On a cold April day in Portland, Oregon, in 2010, Dan McLaughlin putted for two hours. Dan, a commercial photographer, had never played 18 holes of golf in his life. Those two hours on a putting green were the start of an ambitious journey. Dan set out to test Dr. K. Anders Erickson’s 10,000-hour theory. He had 9,998 hours to go.

The 10,000-hour theory proposed by Erickson is this—it takes 10,000 hours of what Erickson called deliberate practice to excel at any skill. Erickson noted, “Elite performers engage in what we call ‘deliberate practice’–an effortful activity designed to improve individual target performance.” He found top practitioners—in any field— needed roughly 10,000 hours of ‘deliberate practice’ to become world-class.

Malcolm Gladwell, Geoff Colvin, and—can you believe it?—Justin Beiber have popularized the 10,000-hour theory.

At 5,100 hours, four years and halfway into the ‘Dan Plan,’ McLaughlin was a 3.3 handicap golfer. Then his back gave out.

You can get better at anything you do, any skill, with deliberate practice. Obviously, there are limits, as Dan found out. Outside factors: age, opportunities to train, your physicality, dexterity... Perhaps the largest limit is the muscle between your ears — do you have the passion and persistence to get better?

Dan did.

He went from a hacker to a three-handicap golfer in under four years.
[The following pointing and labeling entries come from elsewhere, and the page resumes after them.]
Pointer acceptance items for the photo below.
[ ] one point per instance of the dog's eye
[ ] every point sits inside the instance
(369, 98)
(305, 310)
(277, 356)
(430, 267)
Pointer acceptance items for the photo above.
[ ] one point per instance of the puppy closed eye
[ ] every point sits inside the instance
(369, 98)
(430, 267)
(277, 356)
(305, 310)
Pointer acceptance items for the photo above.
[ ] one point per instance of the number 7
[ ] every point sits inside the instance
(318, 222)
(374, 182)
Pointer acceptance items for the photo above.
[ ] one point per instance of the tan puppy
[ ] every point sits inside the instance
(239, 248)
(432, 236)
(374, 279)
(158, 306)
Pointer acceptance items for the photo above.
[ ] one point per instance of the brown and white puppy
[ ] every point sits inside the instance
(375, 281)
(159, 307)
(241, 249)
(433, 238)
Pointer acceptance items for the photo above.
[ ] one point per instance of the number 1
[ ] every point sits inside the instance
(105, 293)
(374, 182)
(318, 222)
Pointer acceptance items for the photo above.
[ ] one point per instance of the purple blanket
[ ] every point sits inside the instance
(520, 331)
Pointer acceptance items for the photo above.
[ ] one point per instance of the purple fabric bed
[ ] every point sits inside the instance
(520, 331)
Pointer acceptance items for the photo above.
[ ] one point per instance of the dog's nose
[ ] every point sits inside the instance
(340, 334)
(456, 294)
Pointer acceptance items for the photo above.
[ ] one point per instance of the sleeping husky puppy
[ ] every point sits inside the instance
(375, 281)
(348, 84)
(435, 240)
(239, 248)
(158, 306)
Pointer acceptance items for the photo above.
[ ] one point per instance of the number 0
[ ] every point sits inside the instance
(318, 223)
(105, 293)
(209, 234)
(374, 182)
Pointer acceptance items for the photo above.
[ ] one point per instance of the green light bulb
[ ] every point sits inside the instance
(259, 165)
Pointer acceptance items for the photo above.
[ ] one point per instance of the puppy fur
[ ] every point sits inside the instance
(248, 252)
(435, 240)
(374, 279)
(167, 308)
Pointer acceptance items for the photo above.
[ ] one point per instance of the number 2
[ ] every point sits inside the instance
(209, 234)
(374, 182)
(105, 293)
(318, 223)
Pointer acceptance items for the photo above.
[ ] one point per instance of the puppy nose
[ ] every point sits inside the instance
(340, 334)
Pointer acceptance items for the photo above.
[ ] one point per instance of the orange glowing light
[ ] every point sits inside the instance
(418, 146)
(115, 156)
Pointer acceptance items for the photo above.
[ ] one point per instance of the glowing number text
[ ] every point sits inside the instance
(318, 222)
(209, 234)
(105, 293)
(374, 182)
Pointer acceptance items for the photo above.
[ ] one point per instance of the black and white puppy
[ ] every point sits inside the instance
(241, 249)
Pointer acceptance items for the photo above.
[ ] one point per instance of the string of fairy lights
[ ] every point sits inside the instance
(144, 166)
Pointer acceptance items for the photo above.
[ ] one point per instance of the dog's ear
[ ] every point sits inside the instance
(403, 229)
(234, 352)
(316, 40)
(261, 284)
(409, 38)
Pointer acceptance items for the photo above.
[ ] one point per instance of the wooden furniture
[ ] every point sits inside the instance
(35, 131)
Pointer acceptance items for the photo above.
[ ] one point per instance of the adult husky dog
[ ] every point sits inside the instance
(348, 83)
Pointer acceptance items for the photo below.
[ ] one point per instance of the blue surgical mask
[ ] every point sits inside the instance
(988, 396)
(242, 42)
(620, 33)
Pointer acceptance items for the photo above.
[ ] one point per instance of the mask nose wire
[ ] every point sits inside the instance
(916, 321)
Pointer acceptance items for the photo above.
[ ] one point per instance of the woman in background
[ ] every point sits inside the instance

If you want, with time and deliberate practice, you can improve at anything, whether it’s cooking or critical thinking, lacrosse or leadership, dancing, or data visualization.

Six practices will sweeten your deliberate practice:

#1. Enjoy the process.

#2. Break practice down.

#3. Make feedback work for you.

#4. Practice at the edge of your comfort zone.

#5. Use tools and play games.

#6. Keep going.

#1. Enjoy the process.

If you believe you can’t, you won’t.

If you don’t like it, despite all the willpower in the world, you won’t do it. To get better at anything, you must learn and practice. Enjoy the process; turn learning and rehearsal into a virtuous cycle. That cycle is a flywheel of positive feedback.

Begin with the belief that you can improve through practice.

Belief is your motivational fuel. Start your study with the parts you enjoy. Take any skill. You might enjoy research—hate public speaking—but, you want to improve.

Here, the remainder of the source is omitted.